А тут Павел и сам нашел для себя прием стопроцентного действия. С фотографии он перерисовал голову рыси, энергическую, весело-хищную. И, прицепив к ней плакатик с вопросом «Что ты сегодня сделал нужного?», повесил на стену. Просыпаясь под взглядом рыси, Павел говорил себе, что он — человек, в сущности, бодрый и обтереться холодной водой ему раз плюнуть.
Встречаясь с Катей, говорил: «Что я для нее? Так, муха». И гас внутренне, и был вежливо скучным человеком.
А когда ему вкалывали в ягодицу длинную, с карандаш, иглу и вгоняли поршнем жгучий стрептомицин, он твердил:
— Приятно, приятно…
— Вы что-то сказали? — интересовалась сестра.

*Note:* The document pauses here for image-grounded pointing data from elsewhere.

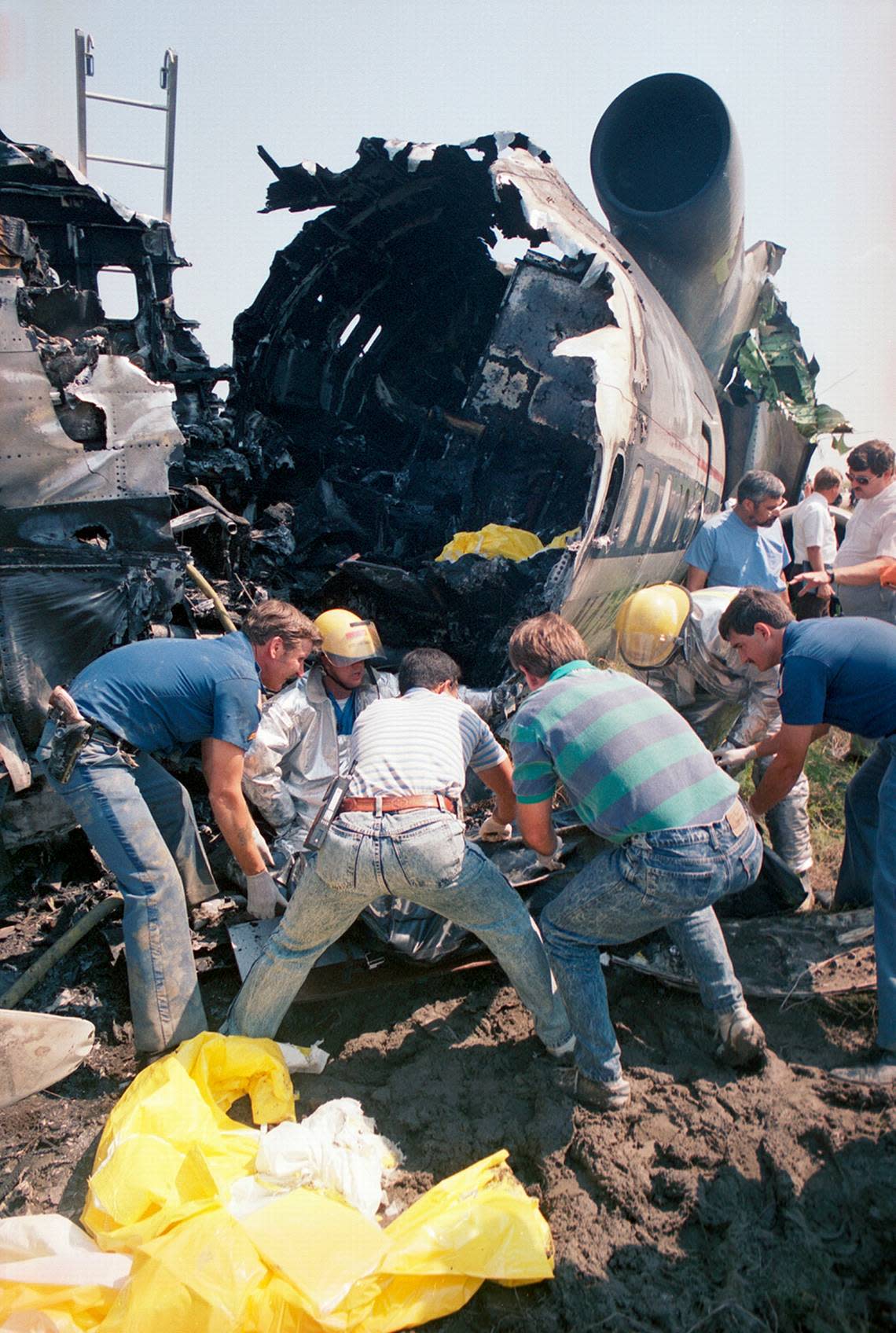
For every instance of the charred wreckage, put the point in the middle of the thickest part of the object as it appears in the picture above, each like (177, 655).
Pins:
(451, 342)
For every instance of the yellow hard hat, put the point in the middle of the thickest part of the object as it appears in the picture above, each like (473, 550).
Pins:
(347, 637)
(648, 624)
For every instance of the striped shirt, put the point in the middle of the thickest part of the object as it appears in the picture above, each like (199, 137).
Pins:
(628, 762)
(419, 744)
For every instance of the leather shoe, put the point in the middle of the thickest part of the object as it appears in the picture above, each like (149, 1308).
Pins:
(742, 1041)
(564, 1055)
(614, 1095)
(878, 1074)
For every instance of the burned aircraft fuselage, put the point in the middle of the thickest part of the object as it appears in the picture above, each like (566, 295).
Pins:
(88, 407)
(404, 385)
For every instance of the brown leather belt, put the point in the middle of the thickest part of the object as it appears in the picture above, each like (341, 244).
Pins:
(388, 804)
(736, 817)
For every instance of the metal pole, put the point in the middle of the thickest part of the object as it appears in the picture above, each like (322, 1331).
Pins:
(170, 84)
(83, 48)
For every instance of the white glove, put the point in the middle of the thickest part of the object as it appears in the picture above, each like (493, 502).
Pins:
(551, 860)
(264, 850)
(733, 758)
(492, 831)
(264, 898)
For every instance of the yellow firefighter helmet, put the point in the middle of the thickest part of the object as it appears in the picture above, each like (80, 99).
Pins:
(347, 637)
(650, 622)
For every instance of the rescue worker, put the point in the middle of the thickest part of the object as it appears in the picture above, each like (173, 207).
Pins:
(304, 740)
(399, 832)
(156, 695)
(743, 544)
(869, 543)
(671, 637)
(836, 674)
(815, 543)
(643, 781)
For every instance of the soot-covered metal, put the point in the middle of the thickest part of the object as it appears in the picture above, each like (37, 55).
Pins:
(90, 408)
(399, 381)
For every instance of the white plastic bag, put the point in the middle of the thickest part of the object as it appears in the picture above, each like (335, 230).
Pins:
(335, 1148)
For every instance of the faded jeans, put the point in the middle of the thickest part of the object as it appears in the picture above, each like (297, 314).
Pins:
(666, 879)
(141, 823)
(417, 854)
(868, 869)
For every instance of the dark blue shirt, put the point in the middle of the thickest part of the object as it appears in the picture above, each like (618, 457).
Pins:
(842, 672)
(166, 692)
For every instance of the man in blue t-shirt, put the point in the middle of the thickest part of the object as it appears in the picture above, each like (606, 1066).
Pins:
(744, 545)
(836, 674)
(153, 696)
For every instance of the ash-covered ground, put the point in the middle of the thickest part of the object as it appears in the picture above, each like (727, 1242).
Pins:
(714, 1203)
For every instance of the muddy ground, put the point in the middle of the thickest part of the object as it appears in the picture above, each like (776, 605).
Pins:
(715, 1203)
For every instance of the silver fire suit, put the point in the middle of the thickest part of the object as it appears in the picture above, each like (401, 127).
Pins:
(731, 704)
(287, 769)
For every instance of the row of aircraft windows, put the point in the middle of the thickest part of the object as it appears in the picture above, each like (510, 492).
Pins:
(662, 516)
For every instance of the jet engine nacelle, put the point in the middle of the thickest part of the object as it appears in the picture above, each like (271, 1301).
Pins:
(667, 168)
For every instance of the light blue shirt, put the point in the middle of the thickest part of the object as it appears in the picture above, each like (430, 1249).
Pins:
(737, 556)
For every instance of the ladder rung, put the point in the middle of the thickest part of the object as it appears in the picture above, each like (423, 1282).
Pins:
(124, 101)
(124, 162)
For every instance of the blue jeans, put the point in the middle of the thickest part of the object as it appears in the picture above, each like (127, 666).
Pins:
(868, 869)
(666, 879)
(141, 823)
(417, 854)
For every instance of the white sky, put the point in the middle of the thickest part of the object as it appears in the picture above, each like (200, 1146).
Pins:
(808, 83)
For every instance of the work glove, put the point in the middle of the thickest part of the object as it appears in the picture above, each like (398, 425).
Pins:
(733, 758)
(492, 831)
(551, 860)
(259, 842)
(264, 898)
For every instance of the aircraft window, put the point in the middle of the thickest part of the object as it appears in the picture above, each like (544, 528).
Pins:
(648, 511)
(627, 521)
(118, 291)
(685, 500)
(612, 496)
(663, 511)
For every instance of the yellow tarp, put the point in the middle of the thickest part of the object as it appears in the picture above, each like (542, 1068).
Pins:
(306, 1261)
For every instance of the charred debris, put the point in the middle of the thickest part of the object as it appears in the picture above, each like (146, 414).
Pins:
(451, 340)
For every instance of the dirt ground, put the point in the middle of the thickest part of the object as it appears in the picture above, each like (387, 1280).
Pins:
(715, 1203)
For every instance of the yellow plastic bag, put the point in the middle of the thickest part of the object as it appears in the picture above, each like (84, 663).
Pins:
(302, 1262)
(168, 1148)
(492, 540)
(498, 540)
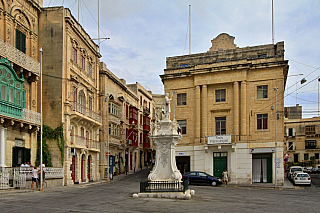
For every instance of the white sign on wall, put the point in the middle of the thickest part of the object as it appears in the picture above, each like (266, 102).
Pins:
(219, 139)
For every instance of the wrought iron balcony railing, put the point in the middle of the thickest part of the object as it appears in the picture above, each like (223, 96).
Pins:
(16, 56)
(24, 114)
(86, 111)
(82, 141)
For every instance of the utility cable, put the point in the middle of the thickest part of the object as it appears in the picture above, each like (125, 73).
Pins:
(93, 18)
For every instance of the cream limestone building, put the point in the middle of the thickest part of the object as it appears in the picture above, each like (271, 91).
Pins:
(128, 119)
(115, 98)
(146, 117)
(225, 103)
(19, 71)
(302, 137)
(70, 93)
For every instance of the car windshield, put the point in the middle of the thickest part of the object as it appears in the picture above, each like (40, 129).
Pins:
(302, 175)
(296, 169)
(202, 174)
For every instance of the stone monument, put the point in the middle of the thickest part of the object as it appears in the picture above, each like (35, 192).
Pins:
(165, 137)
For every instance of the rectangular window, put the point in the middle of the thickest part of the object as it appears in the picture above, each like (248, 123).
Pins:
(262, 121)
(290, 132)
(183, 126)
(11, 95)
(181, 99)
(221, 95)
(310, 130)
(220, 125)
(4, 93)
(311, 144)
(74, 54)
(262, 92)
(18, 100)
(90, 69)
(290, 146)
(83, 62)
(20, 41)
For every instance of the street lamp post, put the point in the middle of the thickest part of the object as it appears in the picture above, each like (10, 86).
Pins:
(275, 144)
(108, 153)
(41, 126)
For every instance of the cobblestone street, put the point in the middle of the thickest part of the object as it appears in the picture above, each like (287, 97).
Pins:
(116, 196)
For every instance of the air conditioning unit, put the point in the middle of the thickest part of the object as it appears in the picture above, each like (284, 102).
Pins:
(73, 151)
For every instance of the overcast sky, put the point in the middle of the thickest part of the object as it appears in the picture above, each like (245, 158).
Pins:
(144, 32)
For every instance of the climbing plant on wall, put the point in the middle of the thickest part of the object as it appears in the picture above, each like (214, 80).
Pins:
(51, 134)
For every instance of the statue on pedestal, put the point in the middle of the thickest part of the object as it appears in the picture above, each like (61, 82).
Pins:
(165, 137)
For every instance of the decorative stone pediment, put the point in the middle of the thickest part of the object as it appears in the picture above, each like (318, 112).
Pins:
(223, 42)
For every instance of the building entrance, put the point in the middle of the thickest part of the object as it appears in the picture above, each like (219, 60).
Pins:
(183, 164)
(219, 163)
(262, 168)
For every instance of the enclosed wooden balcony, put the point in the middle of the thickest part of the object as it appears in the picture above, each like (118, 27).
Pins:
(19, 58)
(83, 110)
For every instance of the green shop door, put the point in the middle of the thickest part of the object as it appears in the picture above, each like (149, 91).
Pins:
(262, 168)
(219, 163)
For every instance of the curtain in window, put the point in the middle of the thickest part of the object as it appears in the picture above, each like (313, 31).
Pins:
(256, 170)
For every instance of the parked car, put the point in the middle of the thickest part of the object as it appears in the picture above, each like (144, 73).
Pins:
(307, 169)
(196, 177)
(294, 175)
(315, 171)
(292, 169)
(302, 178)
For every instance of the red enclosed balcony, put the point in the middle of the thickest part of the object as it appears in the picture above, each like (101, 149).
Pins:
(146, 123)
(132, 137)
(133, 115)
(146, 141)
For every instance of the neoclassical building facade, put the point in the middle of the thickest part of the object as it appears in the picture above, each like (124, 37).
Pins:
(19, 72)
(225, 101)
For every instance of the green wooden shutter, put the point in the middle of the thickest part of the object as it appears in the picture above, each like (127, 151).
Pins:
(23, 43)
(18, 38)
(14, 156)
(26, 155)
(20, 41)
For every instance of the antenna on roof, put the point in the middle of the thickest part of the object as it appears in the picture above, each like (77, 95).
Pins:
(189, 29)
(272, 24)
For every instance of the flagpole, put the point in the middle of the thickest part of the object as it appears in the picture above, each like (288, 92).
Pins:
(41, 128)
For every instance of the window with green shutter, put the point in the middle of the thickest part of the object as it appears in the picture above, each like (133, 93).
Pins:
(20, 41)
(12, 92)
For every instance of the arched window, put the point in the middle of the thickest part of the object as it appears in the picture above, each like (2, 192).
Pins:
(87, 138)
(82, 132)
(11, 87)
(82, 102)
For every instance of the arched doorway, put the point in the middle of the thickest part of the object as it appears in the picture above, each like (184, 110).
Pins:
(73, 169)
(89, 168)
(82, 168)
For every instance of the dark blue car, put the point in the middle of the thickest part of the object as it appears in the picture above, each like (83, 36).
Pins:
(195, 177)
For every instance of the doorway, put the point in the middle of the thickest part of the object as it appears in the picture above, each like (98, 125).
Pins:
(89, 167)
(82, 168)
(219, 163)
(73, 169)
(183, 164)
(262, 168)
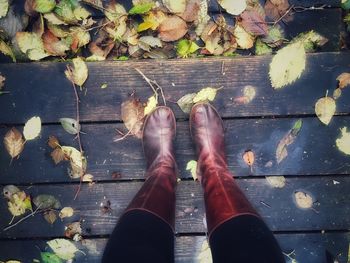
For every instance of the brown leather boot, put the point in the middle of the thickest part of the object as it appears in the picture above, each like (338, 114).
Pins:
(223, 198)
(157, 195)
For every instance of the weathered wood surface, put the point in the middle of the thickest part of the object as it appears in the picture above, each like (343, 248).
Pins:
(330, 210)
(313, 152)
(177, 77)
(309, 248)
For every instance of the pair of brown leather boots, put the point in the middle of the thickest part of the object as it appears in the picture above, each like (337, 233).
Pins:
(223, 198)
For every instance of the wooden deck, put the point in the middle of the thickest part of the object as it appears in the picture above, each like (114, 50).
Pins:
(314, 164)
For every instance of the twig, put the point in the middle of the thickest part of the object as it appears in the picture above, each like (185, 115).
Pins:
(22, 219)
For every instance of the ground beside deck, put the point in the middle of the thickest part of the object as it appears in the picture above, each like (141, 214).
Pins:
(314, 165)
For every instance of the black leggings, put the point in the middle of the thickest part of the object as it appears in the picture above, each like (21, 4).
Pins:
(143, 237)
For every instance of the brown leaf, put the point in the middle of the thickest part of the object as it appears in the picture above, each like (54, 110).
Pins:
(172, 29)
(344, 80)
(14, 142)
(254, 23)
(58, 155)
(132, 116)
(249, 157)
(53, 142)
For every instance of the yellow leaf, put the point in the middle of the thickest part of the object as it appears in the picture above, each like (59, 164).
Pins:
(206, 94)
(287, 65)
(14, 142)
(192, 167)
(234, 7)
(325, 109)
(243, 38)
(205, 253)
(32, 128)
(343, 143)
(66, 212)
(79, 73)
(151, 105)
(303, 200)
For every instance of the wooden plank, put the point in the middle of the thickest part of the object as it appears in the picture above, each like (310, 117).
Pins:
(276, 206)
(42, 88)
(313, 153)
(310, 248)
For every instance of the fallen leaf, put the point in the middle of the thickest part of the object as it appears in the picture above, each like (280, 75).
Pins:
(344, 80)
(66, 212)
(249, 157)
(235, 7)
(205, 253)
(343, 143)
(63, 248)
(206, 94)
(186, 102)
(172, 29)
(192, 167)
(325, 108)
(50, 216)
(32, 128)
(132, 112)
(276, 181)
(70, 125)
(14, 142)
(46, 202)
(303, 200)
(287, 65)
(48, 257)
(288, 139)
(79, 73)
(4, 7)
(151, 105)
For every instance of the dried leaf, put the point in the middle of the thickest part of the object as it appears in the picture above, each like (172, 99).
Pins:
(14, 142)
(249, 157)
(276, 181)
(343, 143)
(31, 45)
(192, 167)
(325, 108)
(205, 253)
(70, 125)
(79, 73)
(32, 128)
(63, 248)
(303, 200)
(132, 112)
(172, 29)
(66, 212)
(287, 65)
(46, 202)
(50, 216)
(206, 94)
(344, 80)
(151, 105)
(288, 139)
(186, 102)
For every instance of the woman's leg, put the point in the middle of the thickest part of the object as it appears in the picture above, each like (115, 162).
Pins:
(234, 227)
(144, 232)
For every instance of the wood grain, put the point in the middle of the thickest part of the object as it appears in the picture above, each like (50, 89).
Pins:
(276, 206)
(313, 152)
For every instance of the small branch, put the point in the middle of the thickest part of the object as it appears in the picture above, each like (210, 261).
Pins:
(22, 219)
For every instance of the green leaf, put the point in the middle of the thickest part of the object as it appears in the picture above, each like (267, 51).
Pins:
(70, 125)
(48, 257)
(31, 45)
(4, 7)
(44, 6)
(141, 8)
(46, 201)
(63, 248)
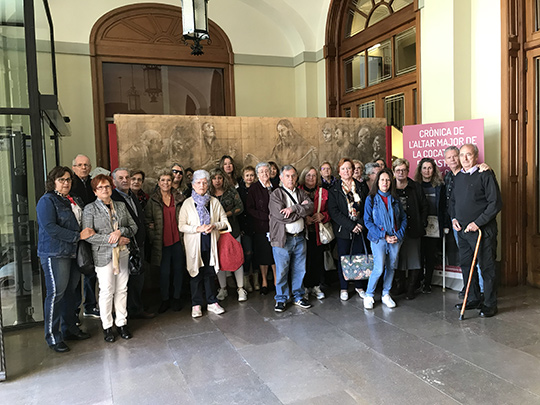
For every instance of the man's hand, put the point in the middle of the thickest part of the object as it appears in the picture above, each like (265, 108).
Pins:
(472, 227)
(288, 211)
(113, 237)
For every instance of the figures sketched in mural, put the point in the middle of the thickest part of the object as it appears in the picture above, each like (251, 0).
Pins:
(211, 150)
(292, 148)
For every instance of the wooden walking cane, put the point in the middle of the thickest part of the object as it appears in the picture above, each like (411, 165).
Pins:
(473, 265)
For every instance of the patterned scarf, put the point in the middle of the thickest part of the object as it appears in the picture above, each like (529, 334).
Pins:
(201, 201)
(353, 200)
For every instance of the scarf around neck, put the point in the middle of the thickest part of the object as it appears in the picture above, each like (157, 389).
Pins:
(201, 201)
(387, 215)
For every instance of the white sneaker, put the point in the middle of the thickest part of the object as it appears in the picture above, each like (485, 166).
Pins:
(196, 311)
(368, 302)
(242, 295)
(388, 301)
(222, 294)
(361, 293)
(215, 308)
(317, 293)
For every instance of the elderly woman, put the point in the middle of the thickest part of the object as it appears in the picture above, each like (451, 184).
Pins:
(136, 182)
(178, 178)
(201, 218)
(315, 249)
(358, 173)
(372, 169)
(59, 217)
(226, 163)
(257, 207)
(246, 227)
(346, 207)
(113, 226)
(167, 251)
(327, 180)
(386, 222)
(428, 175)
(414, 203)
(232, 204)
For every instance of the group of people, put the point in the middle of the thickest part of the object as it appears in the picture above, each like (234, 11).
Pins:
(275, 215)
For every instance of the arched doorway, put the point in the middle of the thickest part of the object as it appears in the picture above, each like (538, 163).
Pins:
(144, 43)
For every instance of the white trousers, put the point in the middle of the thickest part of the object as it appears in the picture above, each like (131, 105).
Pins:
(113, 289)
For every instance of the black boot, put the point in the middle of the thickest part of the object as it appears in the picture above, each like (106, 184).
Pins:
(412, 283)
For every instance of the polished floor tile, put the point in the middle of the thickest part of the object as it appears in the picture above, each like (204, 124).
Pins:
(334, 353)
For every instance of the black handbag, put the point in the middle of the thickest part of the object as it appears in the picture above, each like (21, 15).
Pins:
(135, 264)
(85, 259)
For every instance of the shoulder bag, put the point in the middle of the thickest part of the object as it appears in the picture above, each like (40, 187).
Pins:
(357, 267)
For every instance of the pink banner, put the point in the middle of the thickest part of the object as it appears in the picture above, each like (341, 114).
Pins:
(430, 140)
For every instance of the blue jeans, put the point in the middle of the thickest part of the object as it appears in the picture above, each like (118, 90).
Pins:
(384, 254)
(61, 279)
(171, 256)
(291, 258)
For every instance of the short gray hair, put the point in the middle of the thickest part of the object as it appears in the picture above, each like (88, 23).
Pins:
(261, 164)
(113, 174)
(200, 174)
(287, 168)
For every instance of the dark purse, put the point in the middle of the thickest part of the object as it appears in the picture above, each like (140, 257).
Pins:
(85, 259)
(357, 267)
(135, 264)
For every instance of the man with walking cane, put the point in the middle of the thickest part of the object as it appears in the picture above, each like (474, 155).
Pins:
(475, 203)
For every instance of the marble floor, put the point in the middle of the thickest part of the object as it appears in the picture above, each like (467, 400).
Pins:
(334, 353)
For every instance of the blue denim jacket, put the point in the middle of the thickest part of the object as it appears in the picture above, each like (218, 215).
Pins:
(373, 212)
(58, 228)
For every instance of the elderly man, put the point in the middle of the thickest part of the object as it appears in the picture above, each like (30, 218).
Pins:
(81, 188)
(288, 207)
(122, 192)
(474, 204)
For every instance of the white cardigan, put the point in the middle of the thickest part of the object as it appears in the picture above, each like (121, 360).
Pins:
(188, 221)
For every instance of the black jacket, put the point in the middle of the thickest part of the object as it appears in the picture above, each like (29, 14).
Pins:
(339, 211)
(416, 206)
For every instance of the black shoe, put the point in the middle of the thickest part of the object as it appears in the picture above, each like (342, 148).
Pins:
(60, 347)
(303, 303)
(488, 312)
(124, 332)
(143, 315)
(80, 335)
(108, 335)
(176, 306)
(165, 305)
(470, 305)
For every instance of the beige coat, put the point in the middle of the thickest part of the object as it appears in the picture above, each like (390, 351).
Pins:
(188, 221)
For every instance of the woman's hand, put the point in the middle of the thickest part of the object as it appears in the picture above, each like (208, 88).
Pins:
(113, 237)
(86, 233)
(123, 241)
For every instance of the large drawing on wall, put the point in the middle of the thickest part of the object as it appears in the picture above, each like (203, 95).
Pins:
(154, 142)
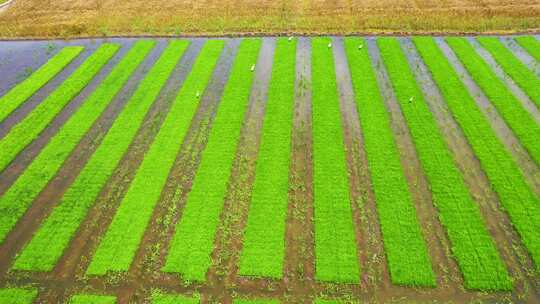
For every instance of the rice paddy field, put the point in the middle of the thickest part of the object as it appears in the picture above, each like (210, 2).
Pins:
(270, 170)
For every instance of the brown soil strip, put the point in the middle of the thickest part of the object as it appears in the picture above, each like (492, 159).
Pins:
(52, 193)
(228, 243)
(153, 250)
(505, 134)
(522, 54)
(497, 222)
(78, 255)
(21, 112)
(299, 265)
(25, 157)
(508, 81)
(448, 277)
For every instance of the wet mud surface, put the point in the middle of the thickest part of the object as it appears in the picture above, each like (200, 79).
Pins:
(223, 284)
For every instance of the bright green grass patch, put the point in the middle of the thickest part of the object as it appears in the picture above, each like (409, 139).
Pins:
(264, 240)
(92, 299)
(517, 70)
(403, 241)
(17, 295)
(21, 92)
(31, 126)
(193, 241)
(335, 243)
(161, 298)
(517, 118)
(531, 45)
(119, 245)
(26, 188)
(44, 250)
(516, 196)
(472, 245)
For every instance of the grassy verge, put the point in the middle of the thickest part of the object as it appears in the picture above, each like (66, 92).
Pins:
(264, 240)
(26, 188)
(403, 240)
(17, 295)
(116, 251)
(92, 299)
(517, 70)
(531, 45)
(472, 245)
(21, 92)
(44, 250)
(335, 243)
(32, 125)
(192, 244)
(516, 196)
(161, 298)
(517, 117)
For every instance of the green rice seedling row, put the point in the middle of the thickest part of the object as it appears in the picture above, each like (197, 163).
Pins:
(44, 167)
(264, 240)
(22, 91)
(335, 243)
(472, 245)
(192, 244)
(516, 195)
(517, 70)
(402, 236)
(32, 125)
(515, 115)
(54, 235)
(116, 250)
(17, 295)
(270, 170)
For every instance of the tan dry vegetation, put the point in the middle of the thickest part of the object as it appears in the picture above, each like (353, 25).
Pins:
(75, 18)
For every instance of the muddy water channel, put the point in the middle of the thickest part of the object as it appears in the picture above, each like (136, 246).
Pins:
(223, 284)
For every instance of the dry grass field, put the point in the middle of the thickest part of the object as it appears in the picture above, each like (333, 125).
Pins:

— Рука у вас легкая, — говорил он ей.
Рысь определенно помогала, хотя после укола он все же шел ускоренной походкой, а мокрое полотенце выгоняло на кожу мелкие шишечки.
Хуже было то, что он не мог советоваться о работе. Чуху он больше не верил. Тогда он упросил критиковать Никина, и тот в клочья разнес очередной этюд — тренировочный: написанный в дополнительных тонах закат, пронзительно-зеленый.
Старик обругал Павла предателем. Да, да, он кричал, что тот предает свет.
Павел не выдержал, затрясся, обозвал старика заплесневелым пнем, а этюд смял. Потом ходил извиняться.